Atelier Rebul’ün sınır ötesine dair hedefleri neler? Yurtdışı yatırımlarında nasıl bir strateji izleniyor?
Hem iç pazarda hem dış pazarda büyük yatırımlarımız var. Geçtiğimiz yıl Çerkezköy Organize Sanayi Bölgesi’nde 22 bin metrekarelik yeni bir fabrika yatırımı yaptık. Bu yeni ve modern fabrika ile bölgedeki en nitelikli üretimi yapmayı ve aylık 3 milyon 600 bin adet üretim kapasitesine ulaşmayı amaçlıyoruz. Türkiye’deki 20 mağazamızın dışında, yurtdışında sekiz ülkede 23 mağaza ve altı ülkede 500’den fazla seçilmiş butik ve e-ticaret kanalıyla dünya markası olma yolunda hızla ilerliyoruz.
2021 hedefimiz, yıl sonunda yurtdışında 29 mağazaya ulaşmak. Global marka olma vizyonumuz doğrultusunda hareket ederken kendi ülkemize de yatırım yapmayı ihmal etmiyoruz. Yalıkavak Marina’da yeni bir mağaza açtık, İzmir İstinyePark’ta açacağımız mağazanın da hazırlıkları sürüyor.

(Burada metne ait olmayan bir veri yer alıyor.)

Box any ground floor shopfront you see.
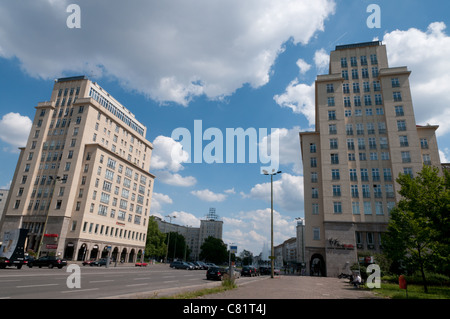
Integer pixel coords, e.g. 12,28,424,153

Son 1,5 yılda yaşadığımız dijitalleşme süreci mağazacılık ve online satış kanallarının aslında bir bütün olduğunu hepimize gösterdi. Bu nedenle “new commerce” bizim için son derece önemli. Yurtdışında mağaza açmak kadar yurtdışındaki önemli online kanallarda bulunmak da hedeflerimiz arasında. Ortadoğu’nun en prestijli alışveriş sitelerinden Ounass’ta ve Hollanda’nın en lüks mağaza zincirlerinden De Bijenkorf ile en prestijli satış kanallarından Douglas’ın online mağazasında da tek Türk kozmetik markası olarak yerimizi almış olmak bu açıdan markamız için büyük önem taşıyor.

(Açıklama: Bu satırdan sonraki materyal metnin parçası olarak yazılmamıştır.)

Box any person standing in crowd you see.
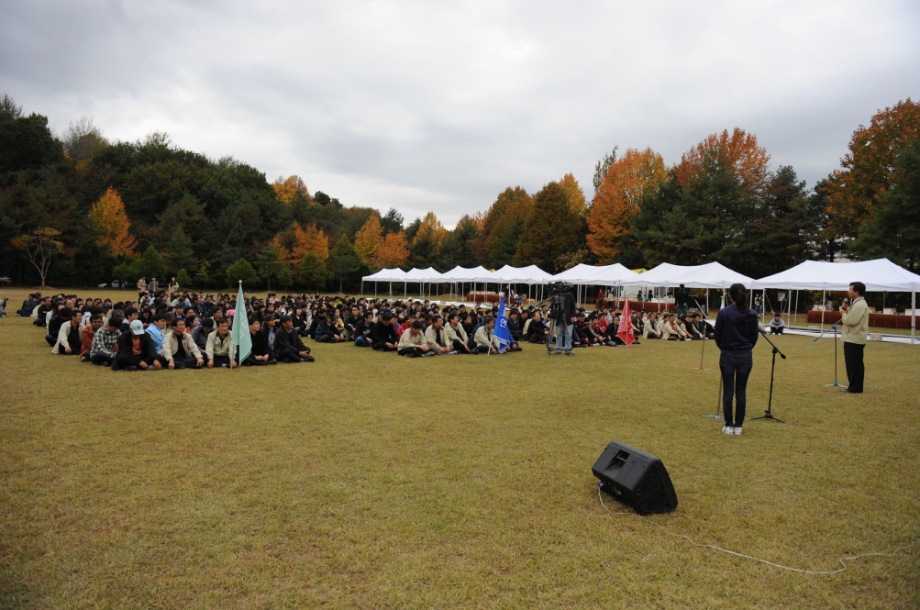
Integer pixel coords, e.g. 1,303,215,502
556,288,575,356
674,284,690,316
715,284,760,435
840,282,869,394
770,313,786,335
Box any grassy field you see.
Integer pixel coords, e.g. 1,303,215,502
0,290,920,609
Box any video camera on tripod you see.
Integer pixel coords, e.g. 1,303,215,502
546,282,572,321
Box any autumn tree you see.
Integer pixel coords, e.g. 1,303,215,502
380,208,405,234
255,245,290,290
514,182,585,273
377,231,409,269
674,127,770,192
12,227,64,286
88,187,137,258
559,174,588,216
355,212,383,271
329,234,359,291
291,223,329,262
438,215,482,269
828,98,920,239
409,212,447,268
587,148,668,264
294,252,330,290
476,186,532,269
850,138,920,270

Son olarak Japonya pazarına açılan Atelier Rebul’ün orada piyasaya sunduğu özel koleksiyonun detaylarını öğrenmek isteriz.

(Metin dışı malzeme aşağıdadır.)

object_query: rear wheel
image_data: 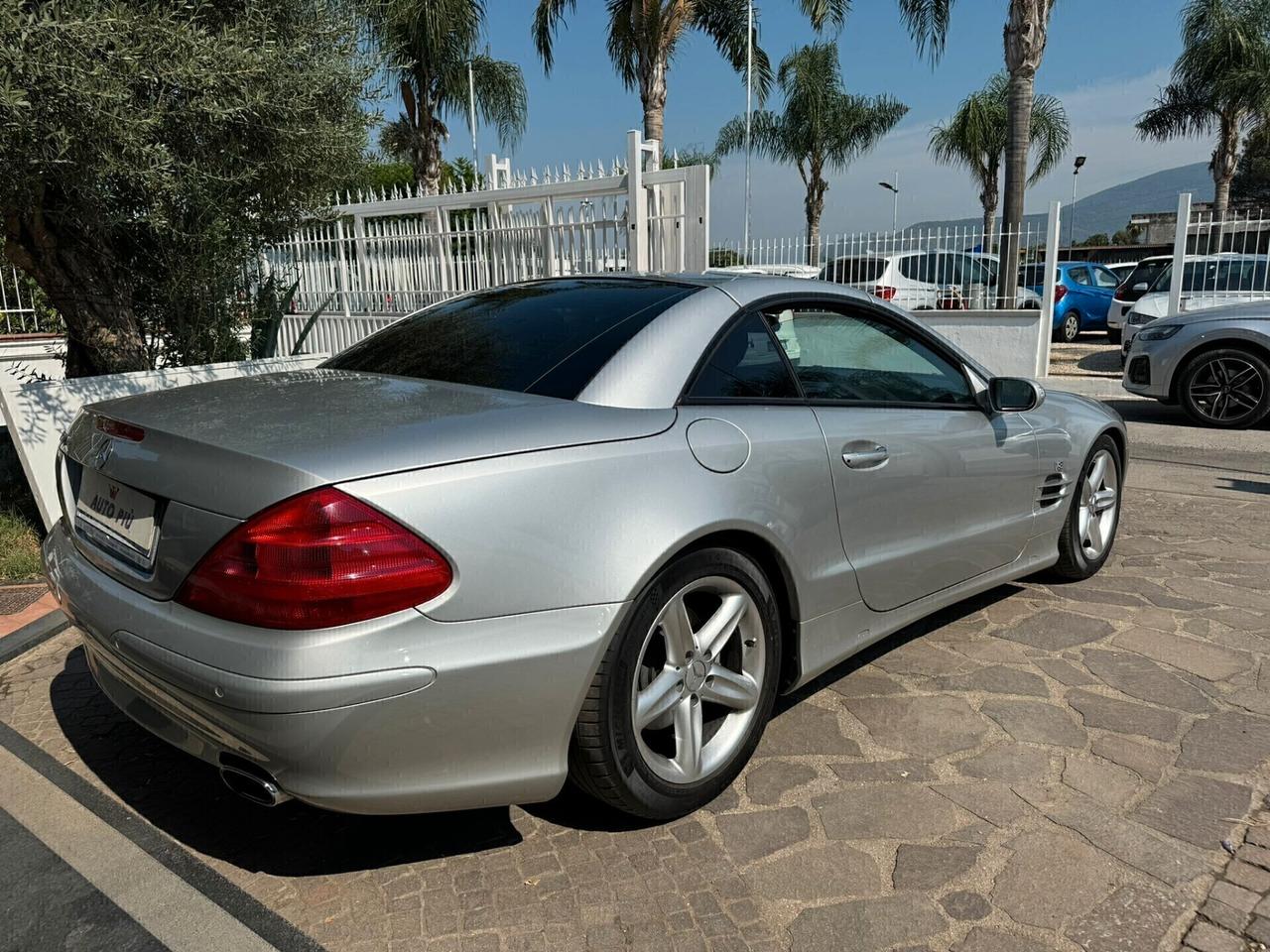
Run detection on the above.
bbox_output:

Hedefimiz, 125 yılı aşan deneyimi ve koku uzmanlığıyla Türk kolonyasını dünyaya tanıtmaya devam etmek. Bir Türk markası olarak Japonya pazarında Japonya’ya özel geliştirdiğimiz koleksiyonla yer almak bizim için büyük mutluluk. Ar-Ge çalışmalarını yaklaşık bir yıl sürdürdüğümüz bu kolonya koleksiyonu, Türk ve Japon koku hafızasının benzersiz bir harmonisini sunuyor. Türk misafirperverliğinin en değerli sembollerinden biri olan geleneksel kolonya kültürümüz Japonya’da da büyük ilgi gördü. Türk kolonyasını hayatlarının bir parçası yapmak, Türkiye’nin değerlerini, güzelliklerini ve içeriklerini öne çıkarmak ve yine onların kültürlerinden parçaları kendi uzmanlığımızla yorumlayarak onlara sevdirmek bizim için büyük gurur.
Turkish Rose, Citrus Tea, Lemon Leaves, Pear&Peony, Pure White, Sakura Rain çeşitleriyle altı farklı kolonyamız Japonya’nın en prestijli mağazalarından Osaka’daki Hankyu Umeda’da ve Tokyo’daki ISETAN Shinjuku Store’da yerini aldı. Önemli e-ticaret kanalları Amazon ve Lohaco’da da ön satışa çıkan özel koleksiyonumuz büyük ilgi gördü. Ne mutlu ki; koleksiyonumuzun haberleri Japonya’nın en çok okunan gazetelerinde ve en çok izlenen televizyon kanallarında yer aldı. Türk kolonyasının dünya yolculuğuna böyle bir koleksiyonla eşlik etmek ve dikkatleri üzerimize çekmek bizim için çok anlamlı. Koleksiyon Japonya’dan sonra şimdi de Türkiye’de de satışa sunuldu. Bir sonraki adımımız ise bu özel koleksiyonu tüm dünyada satışa sunmak olacak.